Making Modernism

Illustrations for Hecht’s 1,001 Afternoons in Chicago, 1922

Herman Rosse’s jacket cover and title page illustrations for Ben Hecht’s sixty-four vignettes about city life in 1,001 Afternoons in Chicago (Chicago: Covici-McGee) are minor masterpieces of design, and important examples of 1920s architectural imagery.  His drawings throughout the book are spectacular and theatrical; Chicago itself is treated as a stage set.  Buildings, streets, and bridges are all rendered in a graphic, starkly linear manner.  The abundance of signs in Rosse’s drawings and the marquee-like shapes and layout of the illustrations recall the “Golden Age” of urban advertising in the 1920s, when American cities were choked with all manner of images and texts.  In this spirit of ballyhoo, the cover illustration incorporates the title of the book––in full and in fragments­­––at least seven times.  On the title pages, the rather filmic image of the pedestrians’ striding legs recreates the quirky perspectives of urban experience.  A decorative border of buildings and smoke plumes above becomes a visual metaphor for the modern city.  Inside the book, Rosse’s pictures introduce each of Hecht’s essays.  Concluding each are varied, stylized theater masks.  

While Rosse’s art shows the influence of the German Expressionists and the visionary Italian Futurist architect, Antonio Sant’Elia (1888-1916), it also presages a Chicago aesthetic.  It looks forward to the subversive illustrative art of the Hairy Who, the windowed cities of Roger Brown’s Imagist paintings, and even to the nostalgic, compartmented imagery of Chris Ware.  Most importantly, however, Rosse’s imagery visualizes Hecht’s own colorful descriptions in 1,001 Afternoons in Chicago of the city’s built environment as “a merry-go-round of rooftops, skyscrapers bristling like cubistic bayonets…[and] buildings like black and white checkered pythons standing on their tails….”  

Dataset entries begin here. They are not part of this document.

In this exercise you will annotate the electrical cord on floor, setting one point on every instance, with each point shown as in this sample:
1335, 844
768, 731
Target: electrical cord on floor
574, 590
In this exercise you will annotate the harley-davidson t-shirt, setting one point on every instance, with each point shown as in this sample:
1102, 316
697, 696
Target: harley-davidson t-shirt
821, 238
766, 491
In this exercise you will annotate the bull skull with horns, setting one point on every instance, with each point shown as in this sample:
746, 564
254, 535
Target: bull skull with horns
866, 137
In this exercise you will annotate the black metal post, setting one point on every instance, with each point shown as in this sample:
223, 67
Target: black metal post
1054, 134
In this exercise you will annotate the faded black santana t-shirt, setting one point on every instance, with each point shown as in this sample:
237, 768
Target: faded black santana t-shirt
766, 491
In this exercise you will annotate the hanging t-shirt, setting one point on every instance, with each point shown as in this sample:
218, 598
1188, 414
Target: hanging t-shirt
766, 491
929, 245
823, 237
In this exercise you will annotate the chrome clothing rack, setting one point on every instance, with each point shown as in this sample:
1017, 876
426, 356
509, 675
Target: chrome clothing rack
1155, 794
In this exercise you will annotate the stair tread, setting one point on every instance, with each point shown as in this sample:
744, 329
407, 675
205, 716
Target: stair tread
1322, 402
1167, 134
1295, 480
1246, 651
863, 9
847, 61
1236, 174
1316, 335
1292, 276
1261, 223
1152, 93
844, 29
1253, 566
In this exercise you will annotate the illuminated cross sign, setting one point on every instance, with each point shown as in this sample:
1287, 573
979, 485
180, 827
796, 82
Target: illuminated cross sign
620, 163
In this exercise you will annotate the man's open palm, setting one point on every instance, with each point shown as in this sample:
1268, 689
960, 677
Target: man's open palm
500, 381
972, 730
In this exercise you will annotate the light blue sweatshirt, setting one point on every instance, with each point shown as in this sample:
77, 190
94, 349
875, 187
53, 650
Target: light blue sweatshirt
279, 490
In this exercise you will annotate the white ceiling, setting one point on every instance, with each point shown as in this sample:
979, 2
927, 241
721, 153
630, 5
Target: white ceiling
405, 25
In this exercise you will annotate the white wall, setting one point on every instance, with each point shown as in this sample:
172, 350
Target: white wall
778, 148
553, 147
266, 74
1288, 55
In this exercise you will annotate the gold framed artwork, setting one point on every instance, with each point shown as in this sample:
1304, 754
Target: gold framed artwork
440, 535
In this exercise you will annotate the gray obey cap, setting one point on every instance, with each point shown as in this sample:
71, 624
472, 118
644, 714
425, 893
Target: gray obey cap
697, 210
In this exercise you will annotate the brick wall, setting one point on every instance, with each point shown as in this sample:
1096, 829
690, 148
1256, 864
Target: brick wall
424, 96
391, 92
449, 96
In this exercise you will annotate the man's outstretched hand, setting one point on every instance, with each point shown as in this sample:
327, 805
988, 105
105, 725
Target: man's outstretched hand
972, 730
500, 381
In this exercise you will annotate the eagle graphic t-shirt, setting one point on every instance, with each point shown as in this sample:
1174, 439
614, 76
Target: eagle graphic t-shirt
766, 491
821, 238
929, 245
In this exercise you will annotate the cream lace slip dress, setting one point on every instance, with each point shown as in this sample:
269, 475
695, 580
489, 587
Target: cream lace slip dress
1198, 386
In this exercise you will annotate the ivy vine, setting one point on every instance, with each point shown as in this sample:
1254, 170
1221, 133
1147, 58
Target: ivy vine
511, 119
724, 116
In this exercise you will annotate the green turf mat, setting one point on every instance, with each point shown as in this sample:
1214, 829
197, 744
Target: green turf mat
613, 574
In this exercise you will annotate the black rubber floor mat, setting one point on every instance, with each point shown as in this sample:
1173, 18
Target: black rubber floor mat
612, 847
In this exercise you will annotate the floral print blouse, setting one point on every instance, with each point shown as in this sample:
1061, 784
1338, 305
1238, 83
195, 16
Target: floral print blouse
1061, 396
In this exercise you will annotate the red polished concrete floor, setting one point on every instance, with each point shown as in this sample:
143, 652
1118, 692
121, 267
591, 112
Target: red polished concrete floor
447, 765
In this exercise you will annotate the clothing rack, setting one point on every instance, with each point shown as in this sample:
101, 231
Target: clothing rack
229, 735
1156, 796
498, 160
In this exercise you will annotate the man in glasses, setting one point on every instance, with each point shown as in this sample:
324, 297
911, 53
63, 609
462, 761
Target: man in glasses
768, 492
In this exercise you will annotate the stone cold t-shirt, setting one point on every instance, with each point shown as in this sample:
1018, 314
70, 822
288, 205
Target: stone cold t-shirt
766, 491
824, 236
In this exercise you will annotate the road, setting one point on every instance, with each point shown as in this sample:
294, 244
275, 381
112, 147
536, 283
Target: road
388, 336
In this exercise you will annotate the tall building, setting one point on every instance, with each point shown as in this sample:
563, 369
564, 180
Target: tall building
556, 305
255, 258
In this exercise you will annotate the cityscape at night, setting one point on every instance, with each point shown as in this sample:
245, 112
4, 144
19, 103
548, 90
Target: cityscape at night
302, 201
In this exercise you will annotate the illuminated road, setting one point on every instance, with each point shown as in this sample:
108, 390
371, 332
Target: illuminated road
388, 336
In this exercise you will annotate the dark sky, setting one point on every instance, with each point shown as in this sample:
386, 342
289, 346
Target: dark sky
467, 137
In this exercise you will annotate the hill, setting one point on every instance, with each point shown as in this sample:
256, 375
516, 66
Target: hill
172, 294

Unsurprisingly, given the look of his art, the Dutch-born Rosse (1887-1965) was an architect, theatrical designer, and art director.  Studying in Holland and London, he eventually earned his degree in architecture from Stanford University in California.  In 1918 he became head of the design department at Chicago’s School of the Art Institute.  He also took on private commissions for interiors, fabric designs, and book illustrations, and created sets for the stage in conjunction with Hecht, Kenneth Macgowan, and the Goodman Theater.  It was at this time that Rosse produced the theater-inspired drawings for 1,001 Afternoons.  Like Hecht, Rosse was lured to Hollywood, where he became an accomplished art director and set designer on films such as Dracula and The Emperor Jones.  And like Hecht, he won an Academy Award­­ (for the art direction in the 1930 King of Jazz).  Like so much of Chicago modernism, Rosse’s illustrations for 1,001 Afternoons are both intensely specific to this city and were adaptable to the tastes and styles being realized in other metropolitan centers.